Propofol synergizes with circAPBB2 to protect against hypoxia/reoxygenation‐induced oxidative stress, inflammation, and apoptosis of human cardiomyocytes

BACKGROUND: Myocardial injury is the main manifestation of cardiovascular diseases, and previous studies have shown that propofol (PPF) regulates myocardial injury. However, the mechanism of PPF in regulating myocardial injury remains to be further explored. This work aims to analyze the effects of PPF on human cardiomyocyte injury and the underlying mechanism. METHODS: The regulatory and functional role of PPF and circAPBB2 in human cardiomyocyte injury were analyzed using an in vitro hypoxia/reoxygenation (H/R) cell model, which was established by treating human cardiomyocytes (AC16 cells) with H/R. The study evaluated AC16 cell injury by analyzing cytotoxicity, oxidative stress, inflammation and apoptosis of H/R‐induced AC16 cells. Quantitative real‐time polymerase chain reaction was performed to detect circAPBB2, miR‐18a‐5p and dual specificity phosphatase 14 (DUSP14) expression. Protein expression was analyzed by Western blot analysis assay. Dual‐luciferase reporter assay, RNA pull‐down assay and RNA immunoprecipitation assay were performed to identify the associations among circAPBB2, miR‐18a‐5p and DUSP14. Cytotoxicity was investigated by cell counting kit‐8 assay and lactate dehydrogenase activity detection kit. Oxidative stress was evaluated by cellular reactive oxygen species assay kit and superoxide dismutase activity assay kit.
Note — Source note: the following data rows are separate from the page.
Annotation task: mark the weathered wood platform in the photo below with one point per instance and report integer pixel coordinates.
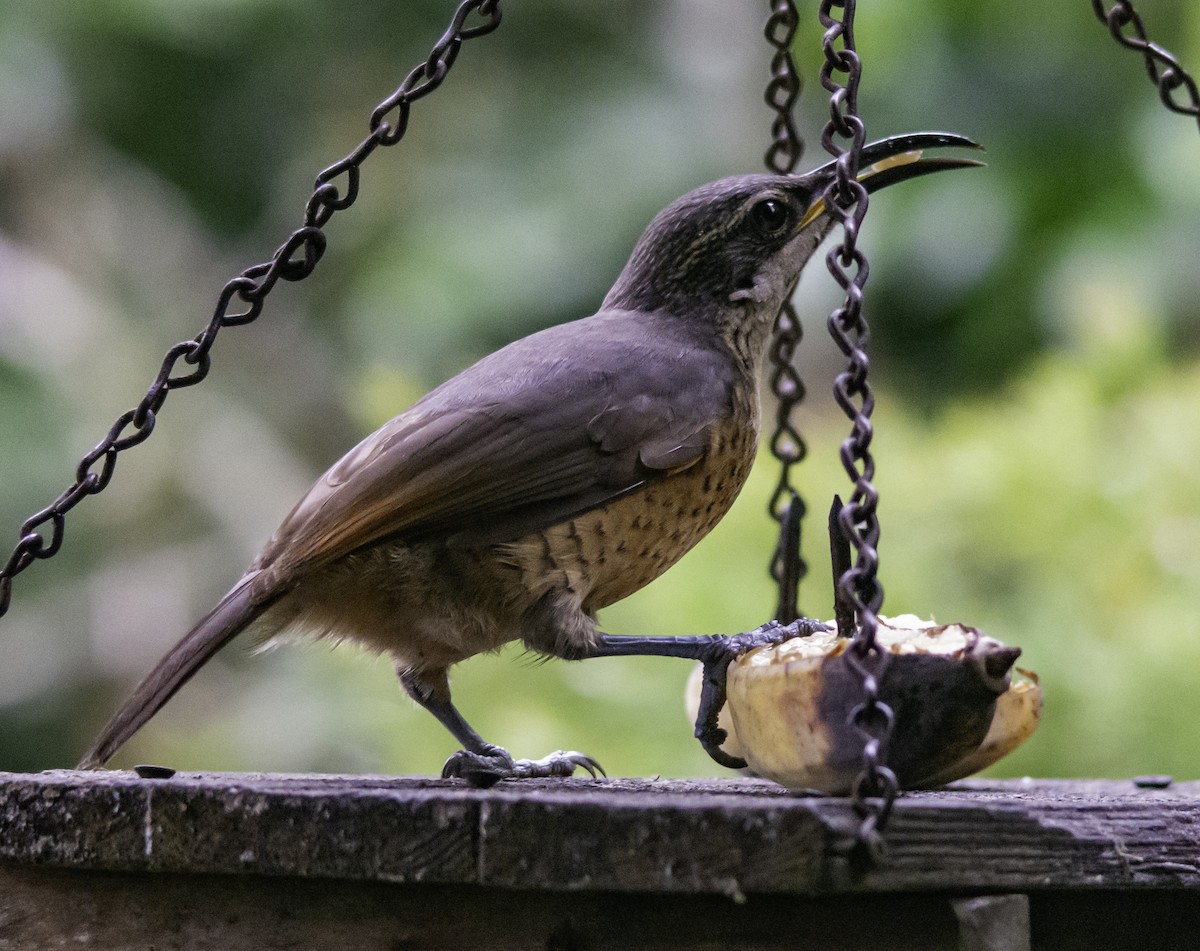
(198, 861)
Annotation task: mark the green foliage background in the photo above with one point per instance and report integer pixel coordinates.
(1035, 347)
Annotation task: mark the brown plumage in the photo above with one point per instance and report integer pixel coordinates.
(550, 479)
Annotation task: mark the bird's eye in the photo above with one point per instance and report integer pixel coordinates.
(771, 215)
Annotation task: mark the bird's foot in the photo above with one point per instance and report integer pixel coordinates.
(717, 657)
(486, 769)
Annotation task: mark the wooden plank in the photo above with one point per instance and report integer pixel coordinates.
(729, 837)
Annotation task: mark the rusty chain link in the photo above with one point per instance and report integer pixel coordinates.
(336, 189)
(786, 444)
(1164, 70)
(858, 591)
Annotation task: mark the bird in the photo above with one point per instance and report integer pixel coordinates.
(551, 478)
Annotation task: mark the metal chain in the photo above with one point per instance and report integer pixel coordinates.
(786, 444)
(1164, 70)
(336, 189)
(858, 587)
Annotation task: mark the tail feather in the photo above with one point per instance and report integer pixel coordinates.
(231, 616)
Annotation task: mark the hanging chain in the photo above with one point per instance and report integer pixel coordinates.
(786, 444)
(858, 588)
(1164, 70)
(336, 189)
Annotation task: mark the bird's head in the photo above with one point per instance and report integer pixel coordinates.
(741, 243)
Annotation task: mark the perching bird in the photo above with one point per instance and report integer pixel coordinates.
(552, 478)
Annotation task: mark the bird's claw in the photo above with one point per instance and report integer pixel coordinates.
(723, 652)
(486, 769)
(562, 763)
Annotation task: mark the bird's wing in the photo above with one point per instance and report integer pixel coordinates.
(550, 426)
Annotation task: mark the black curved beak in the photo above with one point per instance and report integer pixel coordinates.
(892, 160)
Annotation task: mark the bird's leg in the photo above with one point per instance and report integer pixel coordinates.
(480, 763)
(715, 652)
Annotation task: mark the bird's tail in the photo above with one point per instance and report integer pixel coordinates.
(232, 615)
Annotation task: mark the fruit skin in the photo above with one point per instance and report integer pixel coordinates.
(1018, 713)
(790, 706)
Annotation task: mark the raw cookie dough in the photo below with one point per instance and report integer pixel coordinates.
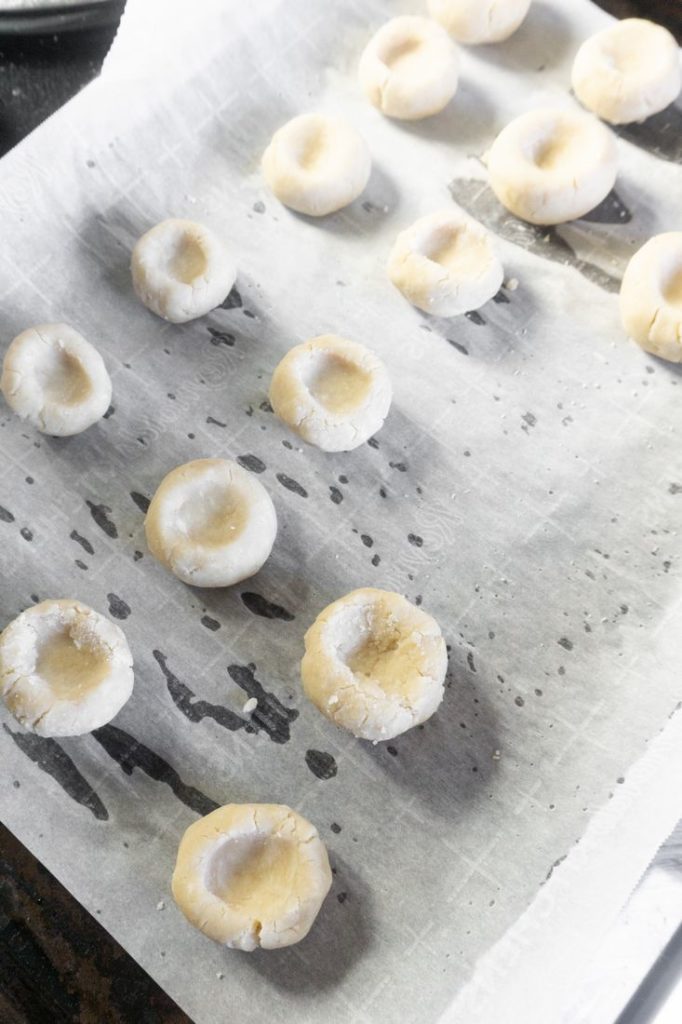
(375, 664)
(410, 68)
(479, 20)
(316, 164)
(181, 270)
(333, 392)
(651, 296)
(55, 379)
(211, 522)
(628, 72)
(445, 264)
(552, 165)
(65, 669)
(252, 876)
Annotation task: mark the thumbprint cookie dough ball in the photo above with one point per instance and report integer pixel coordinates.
(316, 164)
(375, 664)
(65, 669)
(628, 72)
(651, 296)
(476, 22)
(410, 69)
(445, 264)
(211, 522)
(252, 876)
(552, 165)
(55, 379)
(334, 393)
(181, 270)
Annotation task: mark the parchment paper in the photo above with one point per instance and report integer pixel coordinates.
(526, 487)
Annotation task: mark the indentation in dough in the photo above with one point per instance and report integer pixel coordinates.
(336, 383)
(375, 648)
(61, 377)
(399, 51)
(70, 669)
(313, 146)
(316, 164)
(252, 871)
(333, 392)
(213, 517)
(211, 522)
(556, 151)
(185, 258)
(672, 287)
(181, 270)
(461, 252)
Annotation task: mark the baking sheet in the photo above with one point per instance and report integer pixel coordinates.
(526, 487)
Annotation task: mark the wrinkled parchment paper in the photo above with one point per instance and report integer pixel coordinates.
(526, 487)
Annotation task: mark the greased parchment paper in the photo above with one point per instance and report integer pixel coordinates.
(526, 487)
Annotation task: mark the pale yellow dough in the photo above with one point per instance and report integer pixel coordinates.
(181, 270)
(375, 664)
(211, 522)
(553, 165)
(252, 876)
(65, 669)
(445, 263)
(335, 393)
(628, 72)
(651, 296)
(55, 379)
(316, 164)
(410, 68)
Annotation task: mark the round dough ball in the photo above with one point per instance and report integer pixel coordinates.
(445, 264)
(211, 522)
(332, 392)
(628, 72)
(55, 379)
(181, 270)
(410, 69)
(552, 165)
(65, 669)
(252, 876)
(479, 20)
(316, 164)
(375, 664)
(651, 296)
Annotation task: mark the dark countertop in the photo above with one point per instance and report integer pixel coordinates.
(57, 964)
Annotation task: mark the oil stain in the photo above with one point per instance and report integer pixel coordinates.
(477, 200)
(117, 606)
(292, 484)
(257, 604)
(53, 760)
(141, 501)
(270, 716)
(130, 754)
(321, 764)
(100, 514)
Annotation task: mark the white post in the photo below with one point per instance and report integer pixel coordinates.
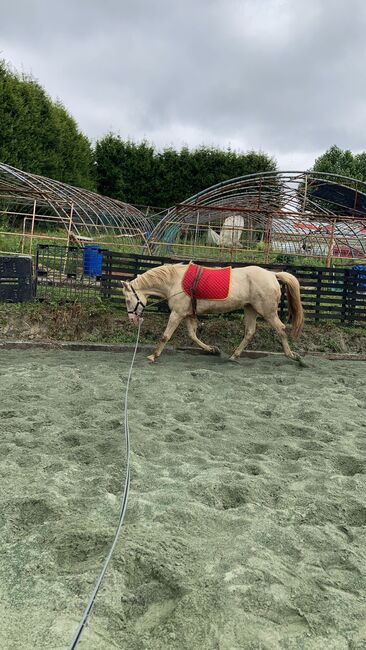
(32, 229)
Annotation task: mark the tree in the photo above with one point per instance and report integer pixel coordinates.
(38, 135)
(136, 173)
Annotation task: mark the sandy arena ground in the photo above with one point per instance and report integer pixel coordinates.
(246, 525)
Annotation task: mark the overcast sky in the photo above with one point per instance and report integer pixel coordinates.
(283, 76)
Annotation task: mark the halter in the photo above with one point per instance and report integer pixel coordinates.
(139, 303)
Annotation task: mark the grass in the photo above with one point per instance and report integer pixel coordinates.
(106, 323)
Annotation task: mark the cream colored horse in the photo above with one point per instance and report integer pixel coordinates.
(252, 288)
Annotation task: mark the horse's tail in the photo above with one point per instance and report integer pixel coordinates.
(295, 309)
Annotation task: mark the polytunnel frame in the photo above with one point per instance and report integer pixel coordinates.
(79, 211)
(280, 196)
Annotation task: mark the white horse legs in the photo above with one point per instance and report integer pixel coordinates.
(173, 322)
(250, 327)
(191, 323)
(280, 328)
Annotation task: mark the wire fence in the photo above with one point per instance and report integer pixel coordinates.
(74, 274)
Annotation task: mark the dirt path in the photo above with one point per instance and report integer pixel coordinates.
(246, 524)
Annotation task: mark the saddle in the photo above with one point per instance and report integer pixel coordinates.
(205, 283)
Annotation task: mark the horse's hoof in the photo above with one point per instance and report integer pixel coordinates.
(301, 362)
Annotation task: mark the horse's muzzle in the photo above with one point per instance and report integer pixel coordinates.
(135, 319)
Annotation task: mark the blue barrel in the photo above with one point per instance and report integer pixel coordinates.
(92, 261)
(361, 273)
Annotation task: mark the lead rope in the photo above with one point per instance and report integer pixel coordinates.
(122, 512)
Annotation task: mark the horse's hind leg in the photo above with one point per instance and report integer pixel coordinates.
(250, 323)
(191, 323)
(280, 328)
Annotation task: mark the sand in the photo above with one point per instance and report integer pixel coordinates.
(246, 525)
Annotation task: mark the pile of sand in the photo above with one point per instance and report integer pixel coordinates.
(247, 514)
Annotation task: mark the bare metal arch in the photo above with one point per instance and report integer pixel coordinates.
(292, 213)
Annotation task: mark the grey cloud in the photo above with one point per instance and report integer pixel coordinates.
(281, 76)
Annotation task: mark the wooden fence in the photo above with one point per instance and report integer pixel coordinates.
(337, 294)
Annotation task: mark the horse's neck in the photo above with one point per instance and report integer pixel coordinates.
(150, 286)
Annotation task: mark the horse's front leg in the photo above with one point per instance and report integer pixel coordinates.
(173, 322)
(191, 323)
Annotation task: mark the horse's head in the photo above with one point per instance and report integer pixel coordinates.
(135, 303)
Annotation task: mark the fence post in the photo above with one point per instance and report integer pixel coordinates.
(32, 231)
(318, 295)
(351, 295)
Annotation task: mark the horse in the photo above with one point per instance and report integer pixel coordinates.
(252, 288)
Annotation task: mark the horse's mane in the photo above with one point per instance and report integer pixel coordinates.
(163, 274)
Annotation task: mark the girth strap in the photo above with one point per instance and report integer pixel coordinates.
(194, 290)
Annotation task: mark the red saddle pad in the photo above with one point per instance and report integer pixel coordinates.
(214, 284)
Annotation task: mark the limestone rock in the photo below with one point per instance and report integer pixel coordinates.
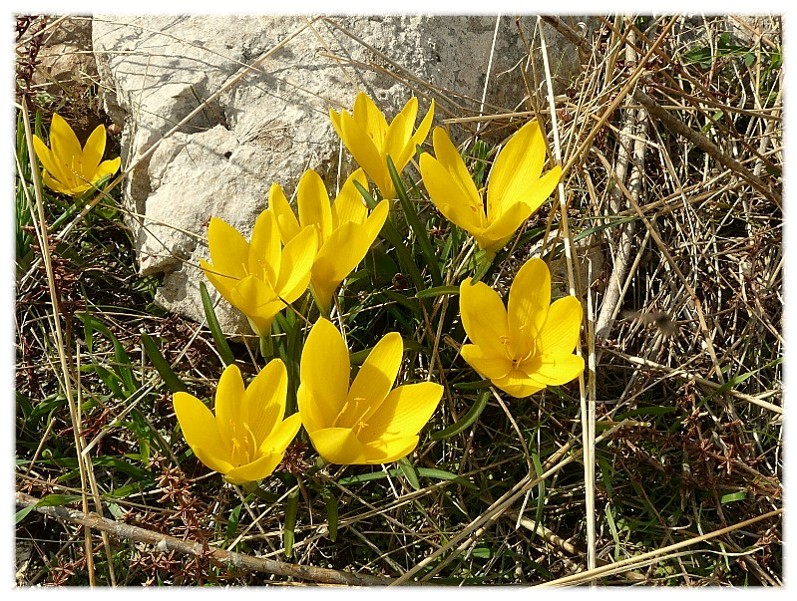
(261, 89)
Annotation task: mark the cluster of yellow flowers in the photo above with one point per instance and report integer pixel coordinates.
(521, 349)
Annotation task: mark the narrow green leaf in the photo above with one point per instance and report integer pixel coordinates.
(235, 517)
(733, 497)
(467, 420)
(171, 379)
(291, 505)
(390, 232)
(414, 221)
(438, 291)
(23, 513)
(332, 513)
(409, 472)
(215, 329)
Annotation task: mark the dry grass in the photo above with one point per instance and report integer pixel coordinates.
(662, 467)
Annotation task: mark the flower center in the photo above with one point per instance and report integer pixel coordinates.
(244, 444)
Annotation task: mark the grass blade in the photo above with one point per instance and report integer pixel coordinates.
(414, 221)
(215, 328)
(171, 379)
(467, 420)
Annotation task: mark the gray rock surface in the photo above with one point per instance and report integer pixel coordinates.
(270, 123)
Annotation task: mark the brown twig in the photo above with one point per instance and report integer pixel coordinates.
(164, 542)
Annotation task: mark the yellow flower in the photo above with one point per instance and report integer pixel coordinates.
(370, 139)
(344, 230)
(247, 437)
(369, 422)
(529, 346)
(259, 277)
(515, 189)
(68, 168)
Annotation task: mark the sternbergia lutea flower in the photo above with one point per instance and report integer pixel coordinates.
(516, 187)
(366, 422)
(69, 168)
(370, 139)
(345, 231)
(247, 437)
(259, 277)
(527, 346)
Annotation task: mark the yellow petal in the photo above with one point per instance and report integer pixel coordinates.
(340, 254)
(58, 186)
(376, 221)
(483, 317)
(313, 203)
(450, 159)
(229, 251)
(420, 134)
(404, 412)
(517, 167)
(286, 221)
(93, 151)
(261, 468)
(106, 168)
(255, 298)
(399, 135)
(559, 335)
(387, 450)
(200, 431)
(265, 257)
(374, 380)
(518, 384)
(229, 401)
(501, 231)
(450, 197)
(212, 461)
(66, 148)
(297, 261)
(338, 445)
(222, 283)
(264, 400)
(324, 376)
(538, 192)
(529, 301)
(282, 435)
(371, 120)
(488, 365)
(50, 163)
(349, 205)
(362, 147)
(555, 370)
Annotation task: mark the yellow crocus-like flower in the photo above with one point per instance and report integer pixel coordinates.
(527, 346)
(344, 230)
(259, 277)
(367, 422)
(370, 139)
(247, 437)
(515, 190)
(68, 168)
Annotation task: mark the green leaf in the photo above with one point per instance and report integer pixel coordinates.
(467, 420)
(733, 497)
(23, 513)
(391, 234)
(171, 379)
(409, 472)
(414, 221)
(234, 519)
(215, 329)
(332, 513)
(288, 537)
(438, 291)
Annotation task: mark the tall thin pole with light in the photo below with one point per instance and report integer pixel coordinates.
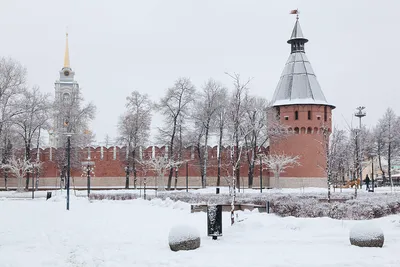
(360, 113)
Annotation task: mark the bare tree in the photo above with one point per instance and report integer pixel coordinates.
(35, 115)
(220, 125)
(175, 107)
(134, 128)
(72, 117)
(12, 84)
(334, 149)
(205, 113)
(19, 168)
(390, 127)
(380, 147)
(159, 165)
(278, 163)
(261, 123)
(236, 114)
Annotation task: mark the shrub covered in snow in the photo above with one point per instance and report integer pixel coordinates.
(184, 237)
(342, 206)
(366, 235)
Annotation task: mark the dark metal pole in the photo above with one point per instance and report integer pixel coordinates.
(360, 150)
(88, 176)
(187, 176)
(68, 168)
(372, 175)
(127, 177)
(260, 174)
(33, 182)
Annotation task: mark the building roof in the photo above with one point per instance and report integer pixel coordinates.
(298, 83)
(297, 33)
(66, 55)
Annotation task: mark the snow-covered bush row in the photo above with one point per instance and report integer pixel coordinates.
(343, 206)
(118, 196)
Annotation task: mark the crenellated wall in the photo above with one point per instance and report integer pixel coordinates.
(109, 165)
(305, 141)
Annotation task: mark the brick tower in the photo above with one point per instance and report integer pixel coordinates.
(301, 105)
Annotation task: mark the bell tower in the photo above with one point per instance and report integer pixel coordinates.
(302, 107)
(66, 94)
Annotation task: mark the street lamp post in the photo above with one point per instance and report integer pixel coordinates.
(360, 113)
(127, 176)
(372, 174)
(87, 170)
(68, 166)
(33, 181)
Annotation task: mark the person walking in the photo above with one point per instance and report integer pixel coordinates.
(367, 180)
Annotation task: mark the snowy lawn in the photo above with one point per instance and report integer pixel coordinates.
(135, 233)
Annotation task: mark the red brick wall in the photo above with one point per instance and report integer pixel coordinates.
(110, 166)
(306, 140)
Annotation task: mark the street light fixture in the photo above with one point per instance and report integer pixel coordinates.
(68, 134)
(88, 168)
(127, 170)
(359, 114)
(372, 155)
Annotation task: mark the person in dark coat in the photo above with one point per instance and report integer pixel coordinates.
(367, 180)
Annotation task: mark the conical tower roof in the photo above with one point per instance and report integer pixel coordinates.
(298, 83)
(66, 54)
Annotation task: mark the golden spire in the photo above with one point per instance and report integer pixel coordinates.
(66, 56)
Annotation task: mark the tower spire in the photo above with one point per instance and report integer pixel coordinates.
(297, 39)
(66, 55)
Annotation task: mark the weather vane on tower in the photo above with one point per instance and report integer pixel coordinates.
(295, 11)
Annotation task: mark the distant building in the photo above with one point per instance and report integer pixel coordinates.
(301, 105)
(66, 92)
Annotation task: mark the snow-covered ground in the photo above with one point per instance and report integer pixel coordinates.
(208, 190)
(135, 233)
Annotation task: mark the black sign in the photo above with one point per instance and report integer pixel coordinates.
(214, 220)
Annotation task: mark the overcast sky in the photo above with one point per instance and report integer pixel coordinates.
(120, 46)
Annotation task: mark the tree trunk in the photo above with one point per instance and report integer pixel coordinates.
(219, 156)
(171, 153)
(276, 174)
(204, 179)
(382, 170)
(237, 164)
(5, 180)
(200, 161)
(27, 157)
(176, 177)
(134, 167)
(251, 175)
(390, 165)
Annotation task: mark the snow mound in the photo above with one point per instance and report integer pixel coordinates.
(184, 237)
(170, 203)
(366, 234)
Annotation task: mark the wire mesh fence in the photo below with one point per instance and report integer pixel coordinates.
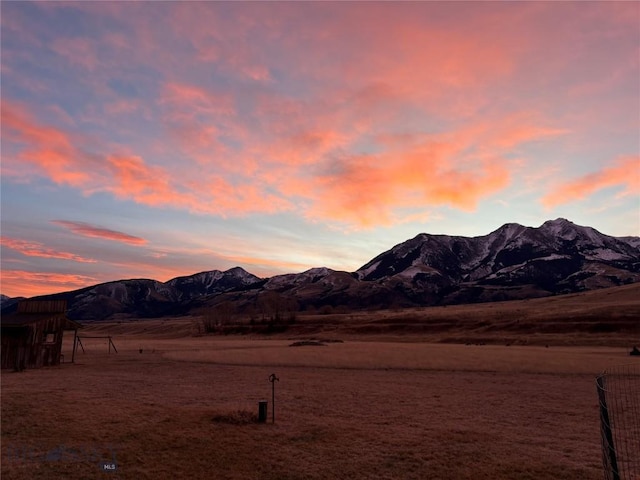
(619, 395)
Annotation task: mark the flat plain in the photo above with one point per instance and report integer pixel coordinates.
(398, 403)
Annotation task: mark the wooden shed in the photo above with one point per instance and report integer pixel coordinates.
(32, 336)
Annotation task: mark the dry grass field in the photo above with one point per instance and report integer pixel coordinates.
(396, 404)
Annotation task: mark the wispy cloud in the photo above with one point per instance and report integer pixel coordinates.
(624, 174)
(36, 249)
(26, 283)
(88, 230)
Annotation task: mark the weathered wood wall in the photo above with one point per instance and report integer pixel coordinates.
(26, 346)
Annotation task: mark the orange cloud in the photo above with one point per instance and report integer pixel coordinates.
(88, 230)
(625, 174)
(20, 283)
(36, 249)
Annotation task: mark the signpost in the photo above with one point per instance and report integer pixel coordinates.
(273, 379)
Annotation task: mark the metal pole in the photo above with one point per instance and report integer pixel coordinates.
(273, 379)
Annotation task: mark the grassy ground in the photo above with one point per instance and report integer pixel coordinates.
(182, 409)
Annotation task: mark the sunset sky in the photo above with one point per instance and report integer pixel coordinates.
(159, 139)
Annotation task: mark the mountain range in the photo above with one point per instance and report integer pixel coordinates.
(513, 262)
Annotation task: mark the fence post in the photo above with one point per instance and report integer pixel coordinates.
(609, 449)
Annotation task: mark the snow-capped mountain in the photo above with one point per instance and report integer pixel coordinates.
(513, 262)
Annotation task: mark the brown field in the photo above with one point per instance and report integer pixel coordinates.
(402, 403)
The production of tumor necrosis factor‐α and interleukin‐1β was evaluated by enzyme‐linked immunosorbent assays. RESULTS: The expression of circAPBB2 and DUSP14 was significantly decreased, while miR‐18a‐5p was increased in H/R‐induced AC16 cells when compared with controls. H/R treatment‐induced cytotoxicity, oxidative stress, inflammation and cell apoptosis were attenuated after circAPBB2 overexpression or PPF treatment, whereas these effects were restored by increasing miR‐18a‐5p expression. PPF treatment improved the inhibitory effect of ectopic circAPBB2 expression on H/R‐induced cell injury. MiR‐18a‐5p silencing ameliorated H/R‐induced AC16 damage by interacting with DUSP14. Mechanically, circAPBB2 acted as a miR‐18a‐5p sponge, and miR‐18a‐5p targeted DUSP14 in AC16 cells. CONCLUSION: PPF synergized with circAPBB2 to protect AC16 cells against H/R‐induced oxidative stress, inflammation and apoptosis through the miR‐18a‐5p/DUSP14 pathway.